Science Spotlight

Myf5 and MyoD flex different muscles in transcription

Subfunctionalization of transcription factors separates improved chromatin accessibility from transcriptional activation during differentiation.
Image provided by Dr. Melissa Conerly.

The astonishing diversity of cell types in our bodies is accomplished by activation of a specific set of genes in each cell type. For example, genes required for muscle development and differentiation are turned on in muscle but not neuronal precursors. Cell-type specific transcription is accomplished in part by a class of DNA-binding proteins known as transcription factors. Most transcription factors exist as part of large families and in some of these families it is unclear how functional specificity is achieved between structurally similar members. One such case involves Myf5 and MyoD, transcription factors of the basic helix-loop-helix family involved in skeletal muscle development. These related family members are both required for muscle development. Nevertheless they have distinct functions, as genetic studies showed that one cannot fully compensate for the other in some muscle groups. Previous studies that have focused on family members that function in different cell types have coalesced on a model wherein factor-specific functions are achieved through differences in DNA binding site preferences. A new Fred Hutch study led by Dr. Melissa Conerly, a joint post-doctoral fellow in the Groudine (Basic Sciences Division) and Tapscott Laboratories (Clinical Research and Human Biology Divisions), presents an alternative model wherein the separate roles of Myf5 and MyoD are due to inherent differences in their ability to activate transcription of target genes rather than divergence in their DNA binding site preferences. This study was recently published in Developmental Cell.

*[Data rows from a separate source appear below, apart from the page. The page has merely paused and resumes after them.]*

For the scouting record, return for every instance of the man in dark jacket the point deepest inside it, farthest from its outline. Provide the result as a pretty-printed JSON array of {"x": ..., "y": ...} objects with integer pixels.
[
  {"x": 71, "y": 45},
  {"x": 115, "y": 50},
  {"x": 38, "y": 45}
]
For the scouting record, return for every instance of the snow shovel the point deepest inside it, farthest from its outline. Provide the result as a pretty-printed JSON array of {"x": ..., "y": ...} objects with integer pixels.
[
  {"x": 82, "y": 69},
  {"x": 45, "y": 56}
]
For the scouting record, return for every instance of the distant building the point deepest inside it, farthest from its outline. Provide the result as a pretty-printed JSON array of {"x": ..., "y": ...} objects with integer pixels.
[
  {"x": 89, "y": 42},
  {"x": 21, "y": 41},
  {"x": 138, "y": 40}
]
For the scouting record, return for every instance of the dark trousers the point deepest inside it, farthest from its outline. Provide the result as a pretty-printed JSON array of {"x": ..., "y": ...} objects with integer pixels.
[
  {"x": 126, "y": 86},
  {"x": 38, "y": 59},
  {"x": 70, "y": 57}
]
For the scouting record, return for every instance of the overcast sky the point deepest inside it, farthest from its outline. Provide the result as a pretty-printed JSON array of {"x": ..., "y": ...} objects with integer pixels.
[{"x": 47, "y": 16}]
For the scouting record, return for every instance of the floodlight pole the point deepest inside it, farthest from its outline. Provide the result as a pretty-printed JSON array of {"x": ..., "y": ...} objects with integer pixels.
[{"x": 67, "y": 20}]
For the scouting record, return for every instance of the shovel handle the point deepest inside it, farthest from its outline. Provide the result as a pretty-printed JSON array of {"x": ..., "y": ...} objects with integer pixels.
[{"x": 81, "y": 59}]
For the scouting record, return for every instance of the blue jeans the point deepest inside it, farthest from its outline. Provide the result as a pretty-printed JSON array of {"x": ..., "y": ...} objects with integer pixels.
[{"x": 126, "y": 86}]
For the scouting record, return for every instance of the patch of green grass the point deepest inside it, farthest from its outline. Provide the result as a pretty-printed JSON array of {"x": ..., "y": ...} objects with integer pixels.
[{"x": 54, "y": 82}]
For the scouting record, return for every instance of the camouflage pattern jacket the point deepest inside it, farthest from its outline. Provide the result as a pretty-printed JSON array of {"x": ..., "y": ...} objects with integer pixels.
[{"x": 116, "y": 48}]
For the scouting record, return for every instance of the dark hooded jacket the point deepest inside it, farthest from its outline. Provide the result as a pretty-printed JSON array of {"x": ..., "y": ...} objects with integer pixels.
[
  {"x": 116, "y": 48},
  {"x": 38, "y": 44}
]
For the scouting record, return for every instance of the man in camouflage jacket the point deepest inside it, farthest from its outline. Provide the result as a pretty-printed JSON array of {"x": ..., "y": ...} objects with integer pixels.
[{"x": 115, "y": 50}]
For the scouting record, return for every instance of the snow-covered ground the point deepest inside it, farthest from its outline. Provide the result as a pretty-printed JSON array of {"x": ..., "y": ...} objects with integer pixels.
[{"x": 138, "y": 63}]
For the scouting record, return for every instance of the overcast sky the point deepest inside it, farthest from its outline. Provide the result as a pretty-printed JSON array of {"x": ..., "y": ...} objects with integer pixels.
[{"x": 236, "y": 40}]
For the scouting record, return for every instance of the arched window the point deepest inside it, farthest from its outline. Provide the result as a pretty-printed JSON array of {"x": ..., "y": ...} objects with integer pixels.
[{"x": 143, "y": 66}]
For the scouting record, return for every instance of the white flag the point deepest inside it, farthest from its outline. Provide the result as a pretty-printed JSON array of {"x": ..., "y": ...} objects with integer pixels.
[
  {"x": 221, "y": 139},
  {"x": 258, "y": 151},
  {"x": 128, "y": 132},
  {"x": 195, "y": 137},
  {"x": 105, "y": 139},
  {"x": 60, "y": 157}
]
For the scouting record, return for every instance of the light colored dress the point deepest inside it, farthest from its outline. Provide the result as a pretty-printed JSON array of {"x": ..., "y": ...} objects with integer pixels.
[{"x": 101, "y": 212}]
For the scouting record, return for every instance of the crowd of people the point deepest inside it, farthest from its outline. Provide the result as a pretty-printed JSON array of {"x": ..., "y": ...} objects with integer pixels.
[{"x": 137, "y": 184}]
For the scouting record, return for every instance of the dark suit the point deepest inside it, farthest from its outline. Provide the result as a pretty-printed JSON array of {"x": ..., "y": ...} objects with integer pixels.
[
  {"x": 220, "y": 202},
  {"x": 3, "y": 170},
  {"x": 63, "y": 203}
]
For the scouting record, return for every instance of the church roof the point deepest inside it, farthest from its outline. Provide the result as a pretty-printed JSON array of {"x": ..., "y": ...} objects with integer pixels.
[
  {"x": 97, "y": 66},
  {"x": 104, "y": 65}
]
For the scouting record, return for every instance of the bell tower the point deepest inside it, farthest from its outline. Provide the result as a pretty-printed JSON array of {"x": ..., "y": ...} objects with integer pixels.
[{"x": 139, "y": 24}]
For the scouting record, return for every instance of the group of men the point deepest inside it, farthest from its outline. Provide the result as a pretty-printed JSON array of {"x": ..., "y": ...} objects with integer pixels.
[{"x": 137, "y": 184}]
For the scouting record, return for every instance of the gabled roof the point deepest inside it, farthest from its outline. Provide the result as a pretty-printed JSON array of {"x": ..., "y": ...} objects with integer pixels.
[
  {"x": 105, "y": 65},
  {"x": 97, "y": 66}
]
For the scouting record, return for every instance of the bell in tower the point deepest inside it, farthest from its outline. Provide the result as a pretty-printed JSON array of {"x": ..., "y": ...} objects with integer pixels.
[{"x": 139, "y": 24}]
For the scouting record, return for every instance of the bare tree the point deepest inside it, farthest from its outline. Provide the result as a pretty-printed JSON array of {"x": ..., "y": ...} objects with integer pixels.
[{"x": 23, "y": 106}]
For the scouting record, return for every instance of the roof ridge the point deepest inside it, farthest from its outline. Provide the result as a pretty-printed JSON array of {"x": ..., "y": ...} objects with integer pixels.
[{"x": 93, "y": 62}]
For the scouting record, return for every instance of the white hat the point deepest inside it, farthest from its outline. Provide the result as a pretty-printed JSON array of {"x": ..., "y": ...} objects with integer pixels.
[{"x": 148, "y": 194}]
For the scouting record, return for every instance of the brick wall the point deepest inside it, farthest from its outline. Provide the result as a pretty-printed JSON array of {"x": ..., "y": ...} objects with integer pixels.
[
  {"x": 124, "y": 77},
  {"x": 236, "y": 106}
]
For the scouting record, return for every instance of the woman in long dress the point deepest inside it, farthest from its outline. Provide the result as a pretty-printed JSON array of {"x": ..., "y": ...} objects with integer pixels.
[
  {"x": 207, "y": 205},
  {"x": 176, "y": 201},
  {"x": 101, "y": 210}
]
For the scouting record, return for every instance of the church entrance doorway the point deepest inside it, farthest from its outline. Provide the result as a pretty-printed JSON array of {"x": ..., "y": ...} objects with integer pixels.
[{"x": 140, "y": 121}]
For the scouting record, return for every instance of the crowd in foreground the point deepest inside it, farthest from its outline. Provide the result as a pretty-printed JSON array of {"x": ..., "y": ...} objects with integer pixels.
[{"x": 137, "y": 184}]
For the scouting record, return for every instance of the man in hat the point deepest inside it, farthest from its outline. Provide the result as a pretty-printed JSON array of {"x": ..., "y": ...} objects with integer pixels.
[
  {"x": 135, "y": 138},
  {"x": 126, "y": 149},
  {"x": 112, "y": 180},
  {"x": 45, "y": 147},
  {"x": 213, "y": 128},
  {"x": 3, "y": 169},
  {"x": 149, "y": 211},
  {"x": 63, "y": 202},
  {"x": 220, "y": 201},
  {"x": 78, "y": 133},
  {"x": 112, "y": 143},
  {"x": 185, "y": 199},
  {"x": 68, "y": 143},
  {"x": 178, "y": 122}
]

The authors first established a system to study the ability of either MyoD or Myf5 to induce muscle cell development and transcriptionally activate muscle-specific genes. To this end, they used lentiviruses to express either factor in mouse embryonic fibroblasts that lack both MyoD and Myf5 (M&M MEFs). These experiments revealed that MyoD, but not Myf5, could both robustly induce M&M MEFs to differentiate into myotubes and activate muscle development genes such as Myog and Cdh15. Genome-wide analyses using next-generation sequencing of RNA (RNA-seq), as well as chromatin immunoprecipitation followed by sequencing of bound DNA (ChIP-seq) of M&M MEFs expressing either MyoD or Myf5, revealed that these factors activated a similar set of genes and bound to the same DNA sites, but that Myf5 activation of myogenic genes was weaker than MyoD activity. Because both proteins bound DNA with similar affinity and histone H4 acetylation levels were equivalent, the investigators hypothesized that Myf5 lacks a strong transcriptional activation domain. To test this directly, portions of either MyoD or Myf5 outside of the DNA binding domain were fused to a heterologous DNA-binding domain (Gal4) and expression of a reporter gene containing Gal4-binding sites was assayed for the various chimeras. In this system, the N-terminal activation domain of MyoD was more than 10-fold more potent than any of the Myf5 domains tested. Importantly, a chimeric protein composed by the MyoD activation domain fused to full-length Myf5 (Myf5 chimera) rescued the ability of Myf5 to both upregulate gene expression and induce muscle differentiation. Finally, the researchers tested the ability of MyoD, Myf5, and the Myf5 chimera to recruit RNA polymerase II and found that of these, only Myf5 could not robustly recruit RNA polymerase II.

Overall, this study showed that MyoD and Myf5 have separate roles in cell type specification with Myf5 acting first mostly as chromatin modifier rather than a transcriptional activator, whereas MyoD retained both chromatin modifying and robust transcriptional activation during muscle differentiation. Said Dr. Conerly "Though Myf5 is classified as a transcription factor, we found that the primary function appears to be the modulation of chromatin structure rather than transcriptional activity. In contrast, MyoG, a late factor has little ability to modulate chromatin structure, but when presented with accessible sites, can robustly activate transcription. Thus the early events in lineage specification appear to be focused on 'setting the stage' for later factors to act".

Conerly ML,Yao Z,Zhong JW,Groudine M,Tapscott SJ. 2016. Distinct activities of Myf5 and MyoD indicate separate roles in skeletal muscle lineage specification and differentiation. Dev Cell, 36(4), 375-85.

Funding for this work was provided by the National Institutes of Health.